WHILE the elderly are at higher risk for complications from COVID-19, four Filipino patients aged 69 to 75 have recovered from the viral disease in the country.

They are among five recoveries announced by the Department of Health on Saturday. All in all, 15 people have recovered from COVID-19.

Most of those who were earlier cured were younger – from 24 to 46 years old.

The new recoveries include a couple from San Juan City – a 70-year-old Filipino man and a 69-year-old Filipina – who were both discharged on Thursday. They both have hypertension.

The husband first showed red-flag symptoms for coronavirus infection on March 1, while his wife followed the day after. They both tested positive for the virus on March 9, the DOH said.

Meanwhile, a 75-year-old Filipino woman from Makati City was cleared on Tuesday, the DOH said, after testing negative for COVID-19.

Her symptoms began on March 1 and she was diagnosed with the coronavirus disease ten days after. She recently traveled to the United States and had contact with a known COVID-19 case.

The fourth to recover is a 72-year-old Filipino man from Batangas province. He had been exposed to a known COVID-19 patient and started showing symptoms on March 1.

He tested positive on March 11, and was considered a "severe case" two days after.
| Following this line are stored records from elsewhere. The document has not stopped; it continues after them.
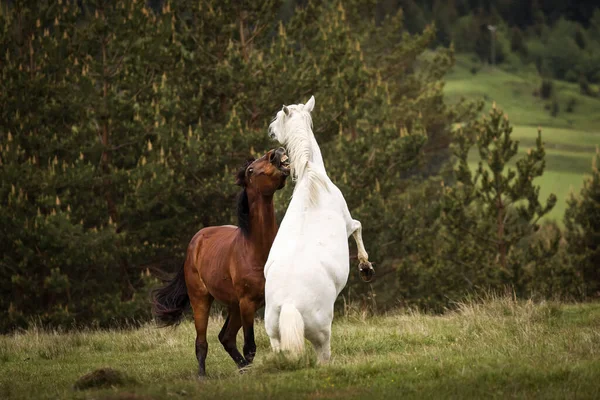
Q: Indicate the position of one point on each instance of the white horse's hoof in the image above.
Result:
(366, 271)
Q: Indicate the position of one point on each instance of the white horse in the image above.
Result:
(309, 263)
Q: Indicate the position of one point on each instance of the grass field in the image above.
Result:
(496, 349)
(570, 138)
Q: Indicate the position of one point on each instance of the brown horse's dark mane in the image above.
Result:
(243, 211)
(243, 207)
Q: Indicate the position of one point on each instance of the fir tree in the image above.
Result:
(494, 210)
(582, 230)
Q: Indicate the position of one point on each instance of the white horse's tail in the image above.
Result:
(291, 329)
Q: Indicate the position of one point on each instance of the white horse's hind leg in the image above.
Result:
(275, 344)
(364, 266)
(322, 345)
(272, 328)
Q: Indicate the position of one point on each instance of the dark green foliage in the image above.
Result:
(554, 108)
(546, 89)
(571, 105)
(517, 42)
(585, 87)
(582, 224)
(490, 215)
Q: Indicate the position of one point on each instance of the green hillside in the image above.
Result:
(570, 137)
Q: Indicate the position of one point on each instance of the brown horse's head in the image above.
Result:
(265, 175)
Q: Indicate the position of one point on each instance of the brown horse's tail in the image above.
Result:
(170, 301)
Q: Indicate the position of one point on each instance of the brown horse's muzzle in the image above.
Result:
(280, 160)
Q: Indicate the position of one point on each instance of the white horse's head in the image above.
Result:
(291, 118)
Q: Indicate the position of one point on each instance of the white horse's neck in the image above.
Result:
(317, 157)
(303, 147)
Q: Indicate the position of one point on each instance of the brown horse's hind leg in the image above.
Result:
(248, 309)
(228, 334)
(201, 309)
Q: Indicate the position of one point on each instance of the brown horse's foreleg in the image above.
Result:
(228, 334)
(247, 310)
(201, 307)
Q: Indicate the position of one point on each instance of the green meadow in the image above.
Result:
(570, 138)
(498, 348)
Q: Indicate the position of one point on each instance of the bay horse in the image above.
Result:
(226, 263)
(309, 262)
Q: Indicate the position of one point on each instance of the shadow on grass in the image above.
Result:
(103, 378)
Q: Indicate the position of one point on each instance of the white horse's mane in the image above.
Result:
(299, 141)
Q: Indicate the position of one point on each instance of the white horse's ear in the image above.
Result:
(310, 104)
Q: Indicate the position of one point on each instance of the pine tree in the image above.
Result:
(582, 230)
(493, 211)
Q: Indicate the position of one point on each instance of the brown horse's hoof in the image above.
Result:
(366, 271)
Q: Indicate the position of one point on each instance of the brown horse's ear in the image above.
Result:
(240, 178)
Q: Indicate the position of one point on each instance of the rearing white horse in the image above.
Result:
(309, 263)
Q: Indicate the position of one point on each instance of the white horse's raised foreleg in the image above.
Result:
(364, 266)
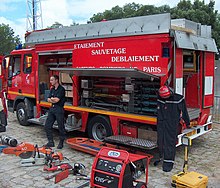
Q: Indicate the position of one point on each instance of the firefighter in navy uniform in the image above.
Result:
(171, 108)
(56, 112)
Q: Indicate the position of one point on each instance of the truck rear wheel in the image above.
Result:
(21, 113)
(99, 127)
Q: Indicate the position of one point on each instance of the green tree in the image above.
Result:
(8, 40)
(201, 13)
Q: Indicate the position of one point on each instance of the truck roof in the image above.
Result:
(152, 24)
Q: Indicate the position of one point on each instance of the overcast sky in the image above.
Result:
(14, 12)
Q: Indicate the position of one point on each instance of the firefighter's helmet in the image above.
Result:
(164, 92)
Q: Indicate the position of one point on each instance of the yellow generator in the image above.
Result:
(187, 179)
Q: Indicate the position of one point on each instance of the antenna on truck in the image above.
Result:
(34, 15)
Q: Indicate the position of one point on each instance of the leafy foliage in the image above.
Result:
(8, 40)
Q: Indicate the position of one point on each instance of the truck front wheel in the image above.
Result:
(99, 127)
(21, 113)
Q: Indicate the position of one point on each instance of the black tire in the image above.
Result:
(99, 127)
(141, 185)
(21, 113)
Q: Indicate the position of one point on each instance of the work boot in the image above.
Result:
(50, 144)
(60, 145)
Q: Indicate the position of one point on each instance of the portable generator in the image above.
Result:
(187, 179)
(118, 168)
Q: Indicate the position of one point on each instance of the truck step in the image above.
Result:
(35, 121)
(39, 121)
(134, 142)
(68, 128)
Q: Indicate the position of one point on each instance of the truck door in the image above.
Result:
(208, 79)
(14, 76)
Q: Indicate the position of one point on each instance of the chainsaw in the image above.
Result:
(26, 150)
(77, 170)
(46, 159)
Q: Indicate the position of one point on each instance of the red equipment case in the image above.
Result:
(118, 168)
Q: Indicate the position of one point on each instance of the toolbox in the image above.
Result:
(189, 180)
(118, 168)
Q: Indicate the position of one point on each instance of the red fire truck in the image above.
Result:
(111, 72)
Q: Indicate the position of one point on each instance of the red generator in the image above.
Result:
(118, 168)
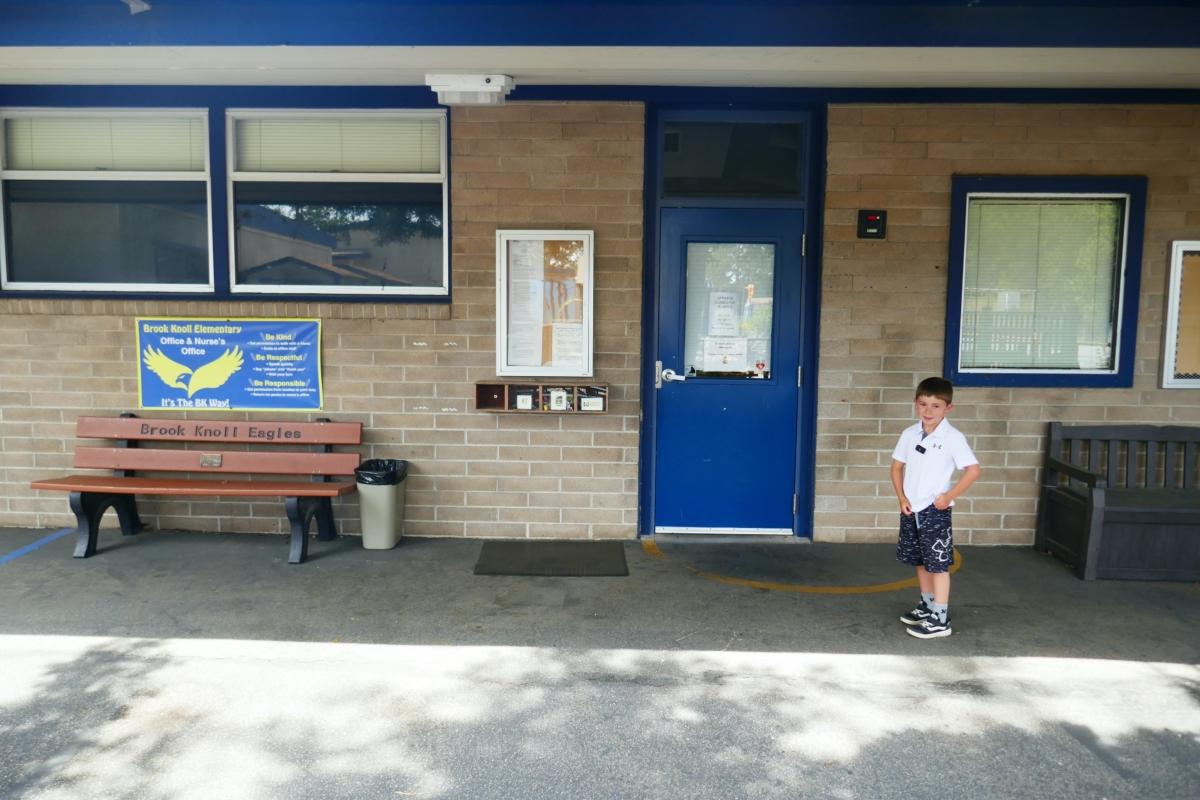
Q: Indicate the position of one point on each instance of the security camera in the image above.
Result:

The DOH did not explain why his condition was deemed severe. It only disclosed that he is hypertensive.

He was discharged from the hospital on Saturday, asymptomatic, and with two negative results for COVID-19 infection.

Another patient to recover recently is a 35-year-old Filipino woman from Rizal province. She has asthma. The DOH said she first showed symptoms on March 1 and was confirmed to be infected on March 13.
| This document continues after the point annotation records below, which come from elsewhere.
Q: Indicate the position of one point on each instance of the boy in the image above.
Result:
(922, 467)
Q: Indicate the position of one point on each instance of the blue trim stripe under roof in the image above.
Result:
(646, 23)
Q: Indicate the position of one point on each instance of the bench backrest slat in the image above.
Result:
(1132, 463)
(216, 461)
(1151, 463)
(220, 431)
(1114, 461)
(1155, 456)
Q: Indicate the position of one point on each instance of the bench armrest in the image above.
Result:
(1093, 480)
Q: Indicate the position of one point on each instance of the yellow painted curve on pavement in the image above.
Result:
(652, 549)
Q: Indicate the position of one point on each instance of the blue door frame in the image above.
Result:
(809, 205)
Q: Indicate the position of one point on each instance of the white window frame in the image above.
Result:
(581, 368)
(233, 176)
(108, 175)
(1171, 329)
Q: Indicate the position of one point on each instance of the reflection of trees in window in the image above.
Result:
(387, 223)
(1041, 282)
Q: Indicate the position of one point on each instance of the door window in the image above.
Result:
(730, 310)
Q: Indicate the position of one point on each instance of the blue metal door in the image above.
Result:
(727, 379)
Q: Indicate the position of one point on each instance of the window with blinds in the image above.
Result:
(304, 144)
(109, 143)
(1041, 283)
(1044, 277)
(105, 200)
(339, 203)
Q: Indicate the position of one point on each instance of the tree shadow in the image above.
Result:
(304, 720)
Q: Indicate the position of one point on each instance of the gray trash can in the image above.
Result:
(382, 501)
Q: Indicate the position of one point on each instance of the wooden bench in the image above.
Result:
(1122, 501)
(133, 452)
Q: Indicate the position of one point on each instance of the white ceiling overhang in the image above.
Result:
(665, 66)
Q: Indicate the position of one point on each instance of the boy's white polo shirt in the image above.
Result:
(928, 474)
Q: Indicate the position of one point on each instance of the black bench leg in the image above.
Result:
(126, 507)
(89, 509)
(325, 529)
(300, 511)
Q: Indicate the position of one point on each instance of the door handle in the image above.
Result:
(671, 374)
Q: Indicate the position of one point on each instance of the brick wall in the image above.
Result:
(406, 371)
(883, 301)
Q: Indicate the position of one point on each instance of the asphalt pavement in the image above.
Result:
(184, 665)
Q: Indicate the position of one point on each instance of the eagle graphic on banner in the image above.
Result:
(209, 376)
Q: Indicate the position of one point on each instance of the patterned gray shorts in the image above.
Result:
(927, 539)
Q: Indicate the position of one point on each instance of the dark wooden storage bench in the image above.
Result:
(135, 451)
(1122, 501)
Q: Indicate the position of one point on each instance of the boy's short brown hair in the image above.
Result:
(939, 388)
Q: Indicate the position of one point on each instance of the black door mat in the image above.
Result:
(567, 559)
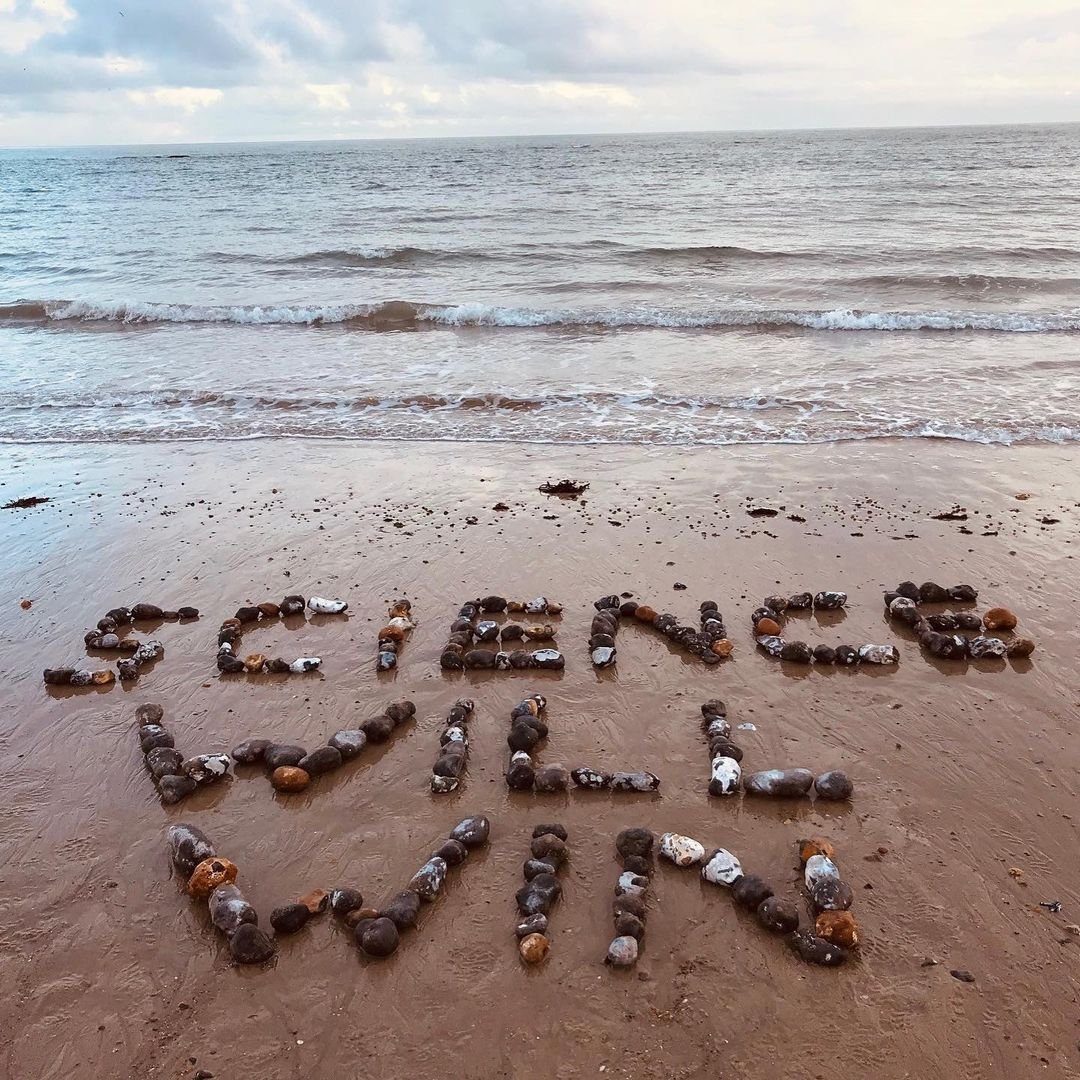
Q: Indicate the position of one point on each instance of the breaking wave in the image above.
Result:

She was given a clean bill of health last Sunday.

Worldwide, eight in ten, or around 80 percent, of infected patients experience "mild illness" and eventually recover from COVID-19, according to the World Health Organization. Some 14 percent experience severe illness while 5 percent were critically ill, the WHO said.

The most commonly reported symptoms are fever, dry cough and shortness of breath.
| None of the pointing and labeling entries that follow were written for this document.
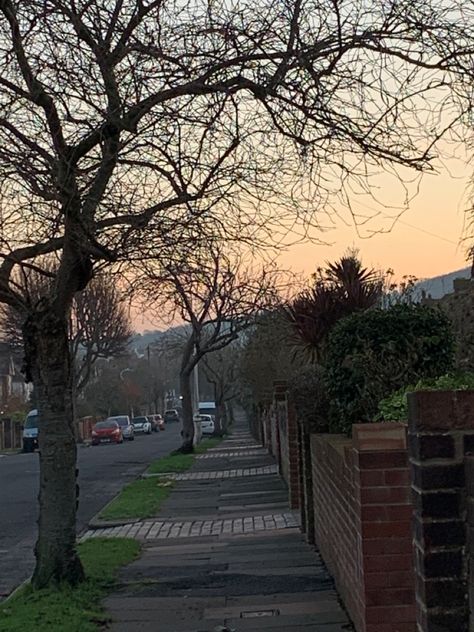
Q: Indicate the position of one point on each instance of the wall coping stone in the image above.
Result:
(441, 410)
(377, 437)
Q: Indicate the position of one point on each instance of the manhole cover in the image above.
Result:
(253, 614)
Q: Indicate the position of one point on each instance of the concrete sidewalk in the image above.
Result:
(226, 553)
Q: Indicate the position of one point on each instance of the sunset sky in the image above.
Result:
(426, 241)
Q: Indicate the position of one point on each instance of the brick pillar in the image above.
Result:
(383, 514)
(287, 427)
(293, 457)
(441, 425)
(306, 485)
(469, 471)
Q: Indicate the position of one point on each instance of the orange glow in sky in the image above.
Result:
(425, 242)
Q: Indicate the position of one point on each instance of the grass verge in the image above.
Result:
(139, 499)
(176, 462)
(67, 609)
(142, 498)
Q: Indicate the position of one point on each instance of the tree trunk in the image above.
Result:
(48, 362)
(187, 411)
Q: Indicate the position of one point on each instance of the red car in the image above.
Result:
(106, 432)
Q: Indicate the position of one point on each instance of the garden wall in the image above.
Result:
(362, 523)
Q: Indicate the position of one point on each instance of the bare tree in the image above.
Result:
(218, 295)
(221, 370)
(100, 327)
(123, 122)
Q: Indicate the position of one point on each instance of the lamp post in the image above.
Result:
(130, 408)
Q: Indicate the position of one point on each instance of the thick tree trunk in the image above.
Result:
(48, 358)
(187, 411)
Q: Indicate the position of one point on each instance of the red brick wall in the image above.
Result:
(362, 515)
(287, 429)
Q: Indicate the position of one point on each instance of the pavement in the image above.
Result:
(225, 554)
(103, 471)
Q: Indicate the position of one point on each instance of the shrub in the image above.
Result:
(308, 391)
(374, 353)
(395, 407)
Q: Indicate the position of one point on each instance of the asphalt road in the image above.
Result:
(103, 470)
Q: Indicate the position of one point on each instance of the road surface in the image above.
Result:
(103, 470)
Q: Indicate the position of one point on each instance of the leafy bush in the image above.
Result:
(308, 391)
(395, 407)
(374, 353)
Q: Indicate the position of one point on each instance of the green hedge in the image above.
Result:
(374, 353)
(395, 407)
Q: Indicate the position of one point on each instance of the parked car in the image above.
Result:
(207, 423)
(106, 432)
(157, 422)
(171, 415)
(141, 424)
(126, 427)
(30, 431)
(160, 421)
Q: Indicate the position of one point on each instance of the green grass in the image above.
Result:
(171, 463)
(181, 462)
(69, 609)
(142, 498)
(139, 499)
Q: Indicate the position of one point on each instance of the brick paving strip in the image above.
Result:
(161, 529)
(208, 565)
(231, 453)
(216, 474)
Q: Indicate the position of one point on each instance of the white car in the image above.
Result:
(126, 427)
(207, 423)
(141, 424)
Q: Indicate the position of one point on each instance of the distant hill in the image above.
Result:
(439, 286)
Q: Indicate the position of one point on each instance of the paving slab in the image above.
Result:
(241, 562)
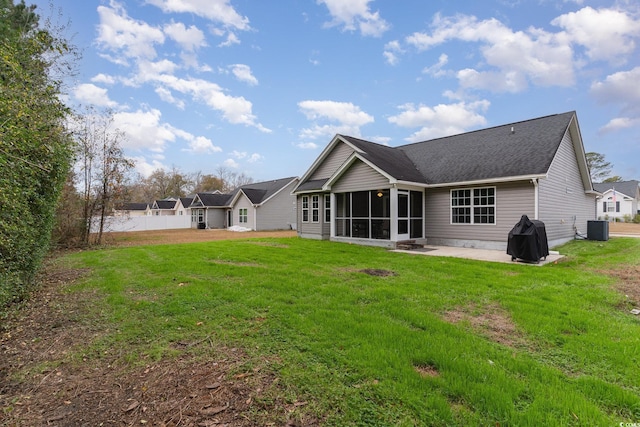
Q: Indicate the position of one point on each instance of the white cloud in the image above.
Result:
(230, 163)
(218, 11)
(91, 94)
(243, 73)
(255, 157)
(230, 41)
(349, 117)
(144, 168)
(307, 145)
(235, 110)
(243, 155)
(620, 123)
(103, 78)
(621, 88)
(190, 39)
(391, 51)
(125, 36)
(436, 69)
(441, 120)
(239, 154)
(167, 96)
(518, 57)
(607, 34)
(144, 130)
(202, 145)
(355, 15)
The disease has killed more than 11,500 people, mostly in Italy, although the outbreak began in Wuhan, China in December last year. Over 277,000 people have been infected, according to the Johns Hopkins University's COVID-19 global tracker.

President Rodrigo Duterte has placed the entire Luzon area under enhanced community quarantine, restricting people's movement, to contain the spread of COVID-19.

To prevent infection, authorities are urging people to practice regular hand washing, cover their mouth and nose when coughing and sneezing, and avoid close contact with those who exhibit virus symptoms.

The Department of Health (DOH) yesterday  reported 73 new confirmed cases of coronavirus disease 2019 (Covid-19), bringing the total number of cases in the country to 380.

"Meron po tayong natatala ngayon na (We have recorded) 15 people who have recovered from the disease and 25 deaths in total," DOH Undersecretary Maria Rosario Vergeire said during a Laging Handa public briefing.

As the number of positive cases continue to rise, Vergeire said the DOH is working on having designated hospitals for COVID-19 patients.

"Since last week, we have announced three new referral hospitals will be established here in Metro Manila, the UP-PGH, Jose N. Rodriguez Memorial Hospital in Caloocan, and Lung Center of the Philippines," she said.

"May final arrangements na ginagawa ngayon (There are ongoing final arrangements) and hopefully towards the end of the week we can announce when we can accommodate patients in these referral hospitals," she added.
Vergeire said the establishment of the referral hospitals will prevent having "mix of patients and cut further infection or transmission of this disease".

"Secondly, this will simplify the work of our health care workers, that they are not running through a mix of patients — Covid and non-Covid patients, and, thirdly, to decongest hospitals filled with patients because of these cases," she added.